Gastroenterology. 2008;135:1383-1391, 1392-1413.

Clinical Context

The American Gastroenterological Association updates its recommendations for the management of GERD in its current position statement, and it begins by defining GERD. The authors note that finding an appropriate standard definition of GERD is difficult because the threshold distinction between physiologic reflux and reflux disease remains arbitrary.

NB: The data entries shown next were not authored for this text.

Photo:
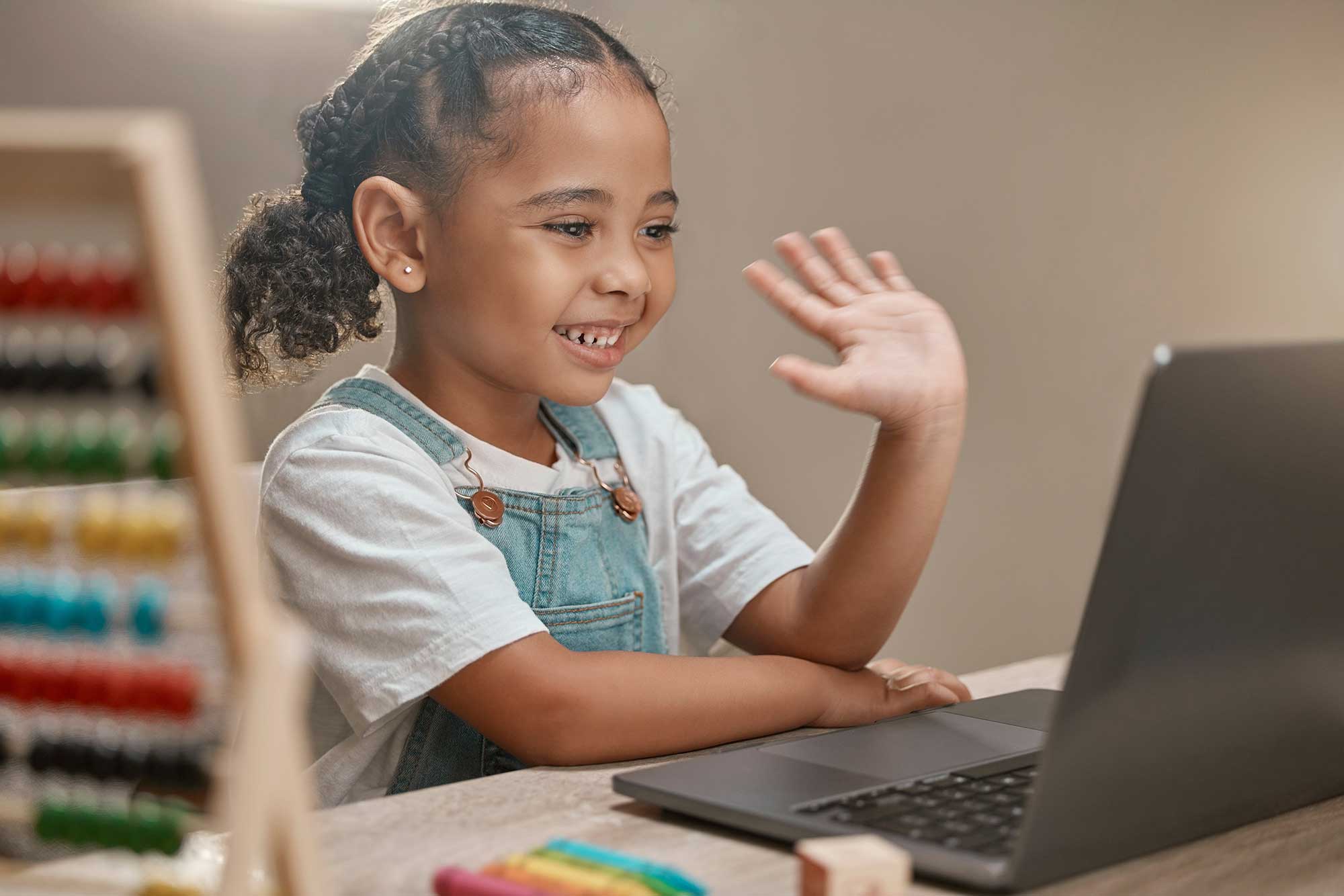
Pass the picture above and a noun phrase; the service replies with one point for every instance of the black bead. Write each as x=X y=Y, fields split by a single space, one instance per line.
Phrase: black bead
x=131 y=762
x=103 y=761
x=149 y=379
x=73 y=757
x=162 y=766
x=192 y=770
x=42 y=754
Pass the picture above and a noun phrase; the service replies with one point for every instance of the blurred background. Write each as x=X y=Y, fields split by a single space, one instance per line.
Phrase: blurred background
x=1075 y=182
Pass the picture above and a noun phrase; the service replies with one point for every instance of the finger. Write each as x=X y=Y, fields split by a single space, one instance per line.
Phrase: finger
x=921 y=697
x=888 y=666
x=819 y=381
x=954 y=684
x=838 y=251
x=807 y=311
x=907 y=675
x=816 y=272
x=889 y=269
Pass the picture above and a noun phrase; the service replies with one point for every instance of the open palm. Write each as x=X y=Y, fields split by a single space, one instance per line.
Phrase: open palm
x=900 y=357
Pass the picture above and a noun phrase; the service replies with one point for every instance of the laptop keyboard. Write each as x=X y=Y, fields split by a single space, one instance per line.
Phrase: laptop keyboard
x=959 y=811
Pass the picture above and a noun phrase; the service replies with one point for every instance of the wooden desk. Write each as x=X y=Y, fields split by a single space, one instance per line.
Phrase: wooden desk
x=393 y=846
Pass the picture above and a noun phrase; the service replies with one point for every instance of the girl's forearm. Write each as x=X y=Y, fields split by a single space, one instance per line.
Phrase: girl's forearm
x=626 y=706
x=858 y=586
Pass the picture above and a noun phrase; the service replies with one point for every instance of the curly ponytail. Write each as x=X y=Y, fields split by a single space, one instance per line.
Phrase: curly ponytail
x=416 y=108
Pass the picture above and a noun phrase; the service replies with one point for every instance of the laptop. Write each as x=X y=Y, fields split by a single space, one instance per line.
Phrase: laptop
x=1206 y=688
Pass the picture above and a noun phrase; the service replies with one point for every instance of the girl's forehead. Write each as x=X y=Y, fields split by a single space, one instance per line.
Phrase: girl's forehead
x=615 y=140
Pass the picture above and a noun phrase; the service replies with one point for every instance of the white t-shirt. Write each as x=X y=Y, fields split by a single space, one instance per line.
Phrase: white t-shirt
x=400 y=590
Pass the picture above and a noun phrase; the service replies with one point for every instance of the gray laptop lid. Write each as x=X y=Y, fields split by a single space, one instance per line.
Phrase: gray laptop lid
x=1208 y=686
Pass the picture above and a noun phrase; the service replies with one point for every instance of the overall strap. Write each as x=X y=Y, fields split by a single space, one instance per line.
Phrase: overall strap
x=381 y=400
x=585 y=428
x=579 y=425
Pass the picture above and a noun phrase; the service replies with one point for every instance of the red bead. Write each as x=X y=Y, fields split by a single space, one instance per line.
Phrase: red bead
x=181 y=688
x=57 y=683
x=9 y=672
x=21 y=265
x=122 y=688
x=28 y=680
x=91 y=684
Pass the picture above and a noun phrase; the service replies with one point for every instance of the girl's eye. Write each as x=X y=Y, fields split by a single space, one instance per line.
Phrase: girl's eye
x=665 y=232
x=564 y=228
x=568 y=228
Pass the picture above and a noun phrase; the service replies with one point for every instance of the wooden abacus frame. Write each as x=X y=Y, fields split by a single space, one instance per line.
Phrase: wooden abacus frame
x=144 y=159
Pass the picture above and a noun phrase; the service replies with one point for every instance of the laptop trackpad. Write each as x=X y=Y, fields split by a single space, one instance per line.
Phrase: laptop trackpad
x=913 y=746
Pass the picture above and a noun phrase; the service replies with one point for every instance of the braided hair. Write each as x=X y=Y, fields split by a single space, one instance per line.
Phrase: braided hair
x=416 y=107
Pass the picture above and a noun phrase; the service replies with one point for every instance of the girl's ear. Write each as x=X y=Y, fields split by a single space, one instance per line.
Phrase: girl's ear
x=392 y=228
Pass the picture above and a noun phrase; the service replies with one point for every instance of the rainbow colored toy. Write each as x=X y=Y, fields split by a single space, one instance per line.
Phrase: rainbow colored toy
x=568 y=868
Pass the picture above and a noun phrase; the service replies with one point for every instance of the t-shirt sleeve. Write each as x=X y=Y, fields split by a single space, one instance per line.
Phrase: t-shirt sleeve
x=729 y=545
x=388 y=572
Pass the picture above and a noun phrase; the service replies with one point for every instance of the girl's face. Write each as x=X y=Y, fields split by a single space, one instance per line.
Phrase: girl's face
x=572 y=234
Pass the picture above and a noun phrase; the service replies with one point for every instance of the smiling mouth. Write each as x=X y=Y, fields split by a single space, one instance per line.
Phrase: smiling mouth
x=597 y=347
x=591 y=335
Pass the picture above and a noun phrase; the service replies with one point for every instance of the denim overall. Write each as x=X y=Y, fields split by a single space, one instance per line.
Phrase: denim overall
x=583 y=570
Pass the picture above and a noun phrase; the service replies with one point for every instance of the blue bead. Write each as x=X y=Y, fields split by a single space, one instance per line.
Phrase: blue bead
x=9 y=597
x=61 y=607
x=147 y=616
x=93 y=616
x=95 y=601
x=32 y=600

However, the authors recommend the following definition as the most appropriate for GERD: “A condition which develops when the reflux of stomach contents causes troublesome symptoms and/or complications.” The remainder of the article focuses on diagnostic testing and treatment of GERD.

Study Highlights

  • Regarding lifestyle changes, weight loss should be recommended to overweight or obese patients with GERD. Other measures, such as elevating the head of the bed and avoiding late meals, may also be helpful, but there was insufficient evidence to recommend lifestyle changes for all patients with GERD. Instead, advice on lifestyle changes should be focused on appropriate patients.
  • PPIs are more effective than H2RAs in the treatment of GERD. Patients who do not respond to once-daily PPI therapy should be treated with twice-daily PPIs.
  • The use of metoclopramide as monotherapy or adjunctive therapy for GERD is discouraged.
  • Endoscopy should generally be the first procedure performed for patients with alarm symptoms associated with GERD, including weight loss, dysphagia, and abdominal mass. Endoscopy should also be offered to patients in whom twice-daily therapy with PPI fails.
  • If endoscopy results are normal and PPI therapy continues to fail, manometry may be considered to measure esophageal peristaltic function and localize the lower esophageal sphincter for potential subsequent pH monitoring.
  • pH monitoring may be performed in patients with normal endoscopy and manometry findings.
  • Chronic cough, laryngitis, and asthma have associations with GERD, but acid-suppressive therapy is most effective for these extraesophageal syndromes when there is a concomitant esophageal GERD syndrome.
  • The practice of routine endoscopic monitoring of patients with GERD to preclude progression to erosive esophagitis or dysplasia is discouraged.
  • Once symptom control is established in GERD, PPIs may be titrated down to the lowest dose on the basis of symptom control. However, on-demand therapy for symptoms in patients with a history of erosive esophagitis has been associated with a higher risk for recurrence of erosive disease. These patients should be considered for continuous PPI therapy.
  • For patients without a history of erosive disease and resolution of symptoms, the risks associated with cessation of PPI therapy for GERD appear to be minimal.
  • The authors find insufficient evidence to recommend bone density studies, calcium supplementation, screening for infection with Helicobacter pylori, or other routine precautions because of a history of PPI use.
  • PPI therapy is similar to antireflux surgery in efficacy against GERD, but PPI therapy should be considered first because of superior safety. Antireflux surgery might particularly help patients who respond to PPIs but who are intolerant of the associated adverse effects of this drug class.
  • The balance of benefits and harms is too close to recommend antireflux surgery for patients with extraesophageal GERD symptoms despite PPI therapy. Antireflux surgery is associated with dysphagia, flatulence, an inability to belch, and other bowel symptoms.
  • Antireflux surgery should not be used to prevent progression to cancer in patients with Barrett’s metaplasia.

Pearls for Practice

  • When a diagnostic test for GERD is required, endoscopy is usually ordered before manometry or pH monitoring.
  • The current position statement recommends the use of twice-daily PPI therapy for patients with GERD in whom treatment with daily PPI therapy fails. Long-term PPI therapy may be discontinued in patients without GERD symptoms except in those with a history of erosive esophagitis. There is insufficient evidence to recommend for or against routine bone density scanning or calcium supplementation in patients receiving PPIs.